Well, I’m not sure when it was first published but the forward to the collection Off the Main Sequence says that Heinlein drew up his “Future History” chart fairly early in his writing of the stories, like say 1939 or 1940.
Oh, and Heinlein gets it wrong in Beyond This Horizon when he says there are 24 chromosonal pairs in man when of course there are only 23. It seems odd to me that he would get it wrong and that no one else would catch it when it stuck out to me like a sore thumb reading it for the first time about 60 years after publication.
They really did think it was 24 pairs at first. The techniques of the day weren’t refined enough to separate out all the pairs clearly.
It’s not a big deal that Heinlein said this in 1942. It was a huge and unforgivable error when Germaine Greer made this mistake five times in the first pages of the hardback edition of 1970s’ The Female Eunuch. (She corrected it in the paperback.) All of her footnotes were from the 1950s, so it was current as late as then, but by 1970 every high school student knew better.
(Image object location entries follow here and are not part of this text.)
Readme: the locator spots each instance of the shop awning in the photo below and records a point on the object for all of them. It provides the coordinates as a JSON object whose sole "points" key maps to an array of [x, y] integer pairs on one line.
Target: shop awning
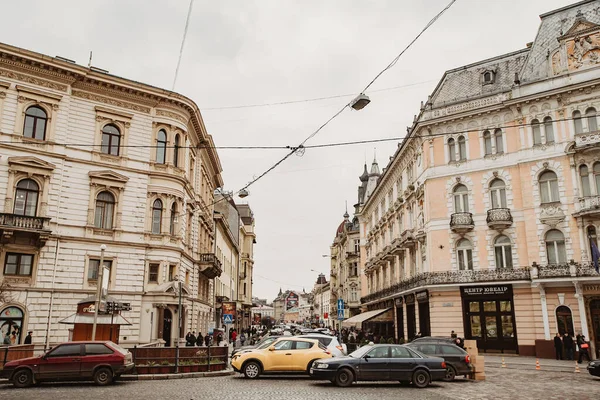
{"points": [[103, 319], [357, 320]]}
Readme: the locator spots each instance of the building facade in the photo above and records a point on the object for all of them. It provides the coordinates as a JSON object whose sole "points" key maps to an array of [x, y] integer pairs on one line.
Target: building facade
{"points": [[485, 219], [90, 159], [345, 279]]}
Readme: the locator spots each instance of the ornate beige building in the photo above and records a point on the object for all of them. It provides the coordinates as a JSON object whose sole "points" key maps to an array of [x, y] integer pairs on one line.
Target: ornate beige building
{"points": [[90, 159], [484, 220]]}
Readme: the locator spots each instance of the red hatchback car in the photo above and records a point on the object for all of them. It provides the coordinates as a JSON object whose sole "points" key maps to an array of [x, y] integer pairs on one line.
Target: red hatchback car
{"points": [[101, 362]]}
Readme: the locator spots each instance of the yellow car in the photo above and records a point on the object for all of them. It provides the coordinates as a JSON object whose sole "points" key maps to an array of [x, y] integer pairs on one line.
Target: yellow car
{"points": [[286, 354]]}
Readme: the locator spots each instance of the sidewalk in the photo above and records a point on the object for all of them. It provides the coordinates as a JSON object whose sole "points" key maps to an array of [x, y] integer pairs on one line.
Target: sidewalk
{"points": [[528, 363]]}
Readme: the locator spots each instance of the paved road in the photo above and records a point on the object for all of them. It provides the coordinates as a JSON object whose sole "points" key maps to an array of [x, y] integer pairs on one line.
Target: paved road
{"points": [[500, 384]]}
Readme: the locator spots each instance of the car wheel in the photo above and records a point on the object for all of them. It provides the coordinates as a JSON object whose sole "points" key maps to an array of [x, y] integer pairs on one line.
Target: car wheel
{"points": [[421, 378], [450, 373], [103, 376], [251, 370], [344, 378], [22, 378]]}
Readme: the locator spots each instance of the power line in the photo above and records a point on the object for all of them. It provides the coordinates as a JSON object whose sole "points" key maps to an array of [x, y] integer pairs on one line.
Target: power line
{"points": [[280, 103]]}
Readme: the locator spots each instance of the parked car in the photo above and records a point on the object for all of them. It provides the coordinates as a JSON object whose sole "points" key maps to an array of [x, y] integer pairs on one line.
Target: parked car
{"points": [[458, 361], [381, 363], [286, 354], [331, 342], [265, 341], [594, 368], [102, 362]]}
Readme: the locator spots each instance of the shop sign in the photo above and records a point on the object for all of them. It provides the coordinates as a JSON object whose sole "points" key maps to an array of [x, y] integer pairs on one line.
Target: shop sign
{"points": [[493, 290]]}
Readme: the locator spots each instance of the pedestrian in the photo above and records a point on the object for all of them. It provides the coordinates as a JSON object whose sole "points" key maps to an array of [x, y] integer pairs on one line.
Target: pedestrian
{"points": [[583, 350], [568, 342], [558, 346]]}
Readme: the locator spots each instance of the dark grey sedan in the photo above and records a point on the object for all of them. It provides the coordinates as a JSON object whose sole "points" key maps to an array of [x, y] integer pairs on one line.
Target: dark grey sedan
{"points": [[381, 362]]}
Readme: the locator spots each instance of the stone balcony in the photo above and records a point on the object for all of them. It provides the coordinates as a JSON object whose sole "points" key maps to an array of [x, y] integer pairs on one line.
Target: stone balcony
{"points": [[36, 227], [211, 265], [461, 222], [587, 206], [499, 218]]}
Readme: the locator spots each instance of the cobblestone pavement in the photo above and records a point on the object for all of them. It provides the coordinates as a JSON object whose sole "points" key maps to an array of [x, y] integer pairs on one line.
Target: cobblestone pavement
{"points": [[500, 384]]}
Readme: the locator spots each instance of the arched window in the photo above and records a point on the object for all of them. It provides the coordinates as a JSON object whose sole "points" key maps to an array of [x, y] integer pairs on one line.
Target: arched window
{"points": [[26, 197], [564, 320], [105, 208], [487, 142], [173, 219], [549, 187], [498, 193], [176, 151], [161, 147], [590, 114], [499, 141], [462, 148], [111, 140], [35, 123], [597, 176], [577, 121], [461, 199], [464, 254], [503, 252], [549, 129], [156, 216], [584, 174], [451, 149], [537, 132], [555, 247]]}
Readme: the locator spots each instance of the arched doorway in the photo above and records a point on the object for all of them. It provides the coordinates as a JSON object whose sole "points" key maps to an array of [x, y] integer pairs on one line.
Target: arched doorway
{"points": [[167, 323], [11, 324]]}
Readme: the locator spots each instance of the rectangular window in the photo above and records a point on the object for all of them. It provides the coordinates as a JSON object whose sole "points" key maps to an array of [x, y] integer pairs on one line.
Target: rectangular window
{"points": [[153, 273], [93, 268], [18, 264]]}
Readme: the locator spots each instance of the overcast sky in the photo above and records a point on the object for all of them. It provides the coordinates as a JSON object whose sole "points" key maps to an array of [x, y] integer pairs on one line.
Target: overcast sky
{"points": [[256, 52]]}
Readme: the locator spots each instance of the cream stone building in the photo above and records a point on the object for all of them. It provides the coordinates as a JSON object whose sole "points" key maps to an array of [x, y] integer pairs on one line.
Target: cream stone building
{"points": [[89, 159], [344, 272], [485, 218]]}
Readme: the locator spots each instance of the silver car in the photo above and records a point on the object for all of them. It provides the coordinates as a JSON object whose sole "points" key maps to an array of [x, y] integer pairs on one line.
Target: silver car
{"points": [[331, 342]]}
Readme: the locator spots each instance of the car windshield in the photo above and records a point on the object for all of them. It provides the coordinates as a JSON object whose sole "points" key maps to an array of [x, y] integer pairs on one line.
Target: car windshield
{"points": [[360, 352]]}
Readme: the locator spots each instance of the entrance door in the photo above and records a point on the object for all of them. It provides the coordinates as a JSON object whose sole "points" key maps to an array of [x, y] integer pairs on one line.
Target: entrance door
{"points": [[167, 322], [595, 315], [411, 321]]}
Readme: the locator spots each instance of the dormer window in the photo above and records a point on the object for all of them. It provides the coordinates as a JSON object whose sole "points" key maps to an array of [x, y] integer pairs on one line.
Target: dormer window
{"points": [[488, 77]]}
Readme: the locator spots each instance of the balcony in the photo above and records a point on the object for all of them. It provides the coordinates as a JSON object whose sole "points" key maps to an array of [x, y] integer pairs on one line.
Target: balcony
{"points": [[499, 218], [461, 222], [33, 226], [211, 265], [589, 205]]}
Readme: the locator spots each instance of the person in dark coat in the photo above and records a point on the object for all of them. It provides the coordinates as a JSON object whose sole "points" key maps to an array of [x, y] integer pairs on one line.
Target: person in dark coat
{"points": [[569, 346], [558, 346]]}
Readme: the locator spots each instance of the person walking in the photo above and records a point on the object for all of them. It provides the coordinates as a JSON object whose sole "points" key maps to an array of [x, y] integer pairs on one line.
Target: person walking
{"points": [[558, 346], [584, 350], [569, 345]]}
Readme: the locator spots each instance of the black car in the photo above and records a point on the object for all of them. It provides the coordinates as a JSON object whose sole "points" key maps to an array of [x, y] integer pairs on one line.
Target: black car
{"points": [[266, 340], [381, 362], [594, 368], [458, 361]]}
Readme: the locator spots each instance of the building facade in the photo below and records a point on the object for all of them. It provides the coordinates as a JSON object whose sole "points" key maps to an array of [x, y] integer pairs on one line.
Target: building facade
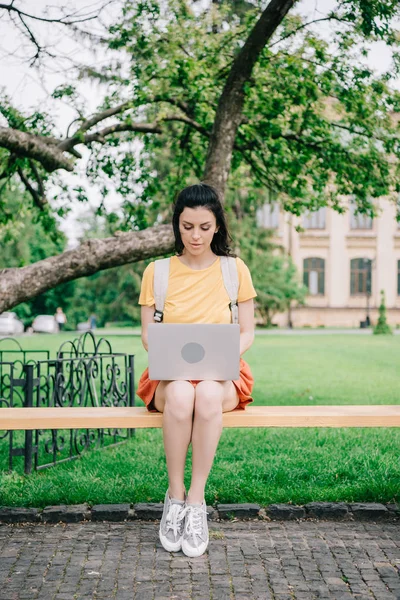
{"points": [[345, 260]]}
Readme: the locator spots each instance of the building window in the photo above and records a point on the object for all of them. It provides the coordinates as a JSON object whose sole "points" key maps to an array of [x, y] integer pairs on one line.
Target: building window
{"points": [[359, 221], [315, 219], [314, 276], [360, 276], [268, 215], [398, 277]]}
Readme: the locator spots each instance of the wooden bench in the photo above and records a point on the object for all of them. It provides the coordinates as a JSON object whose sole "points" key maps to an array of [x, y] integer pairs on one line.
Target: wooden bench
{"points": [[377, 415]]}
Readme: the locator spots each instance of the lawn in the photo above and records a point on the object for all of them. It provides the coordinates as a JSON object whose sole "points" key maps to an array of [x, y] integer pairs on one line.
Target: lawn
{"points": [[251, 465]]}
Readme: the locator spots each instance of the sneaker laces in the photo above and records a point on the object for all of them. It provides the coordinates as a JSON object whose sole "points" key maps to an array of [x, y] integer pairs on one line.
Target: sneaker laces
{"points": [[193, 524], [174, 518]]}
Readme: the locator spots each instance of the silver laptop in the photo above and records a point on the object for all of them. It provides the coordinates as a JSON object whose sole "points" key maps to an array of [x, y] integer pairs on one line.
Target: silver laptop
{"points": [[180, 351]]}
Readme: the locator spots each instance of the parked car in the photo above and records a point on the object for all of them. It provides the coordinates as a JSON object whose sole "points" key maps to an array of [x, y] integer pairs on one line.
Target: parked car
{"points": [[45, 324], [10, 324]]}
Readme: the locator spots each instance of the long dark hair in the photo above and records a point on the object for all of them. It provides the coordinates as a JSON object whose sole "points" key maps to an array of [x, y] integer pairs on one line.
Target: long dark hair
{"points": [[202, 194]]}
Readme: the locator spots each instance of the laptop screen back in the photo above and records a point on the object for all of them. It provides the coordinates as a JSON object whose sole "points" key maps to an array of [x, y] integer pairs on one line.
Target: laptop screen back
{"points": [[180, 351]]}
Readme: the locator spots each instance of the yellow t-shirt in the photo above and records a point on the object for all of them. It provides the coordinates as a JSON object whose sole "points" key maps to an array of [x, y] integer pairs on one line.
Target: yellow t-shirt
{"points": [[196, 296]]}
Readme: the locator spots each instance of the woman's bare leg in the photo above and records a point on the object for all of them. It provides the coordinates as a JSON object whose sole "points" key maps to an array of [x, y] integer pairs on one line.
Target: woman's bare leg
{"points": [[212, 398], [175, 399]]}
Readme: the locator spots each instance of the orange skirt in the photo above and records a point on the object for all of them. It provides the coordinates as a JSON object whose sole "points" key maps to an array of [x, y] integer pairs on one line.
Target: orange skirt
{"points": [[244, 386]]}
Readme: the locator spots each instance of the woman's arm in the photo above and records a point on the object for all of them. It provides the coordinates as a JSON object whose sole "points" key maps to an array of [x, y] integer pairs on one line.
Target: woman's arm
{"points": [[246, 320], [147, 316]]}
I think he had the Future History germinating from the beginning. I’m reading For Us the Living and the history of the US involves Nehemiah Scudder, who is very much like later descriptions. In that history, however, he never quite takes over.
Heinlein evidently revised his timeline over the years – the Heinlein Bibliography reports this. I’m surprised that, in the course of those years, this item hadn’t been modernized. Maybe Heinlein didn’t ever get around to it, and no editor wanted to mess with The Master’s words.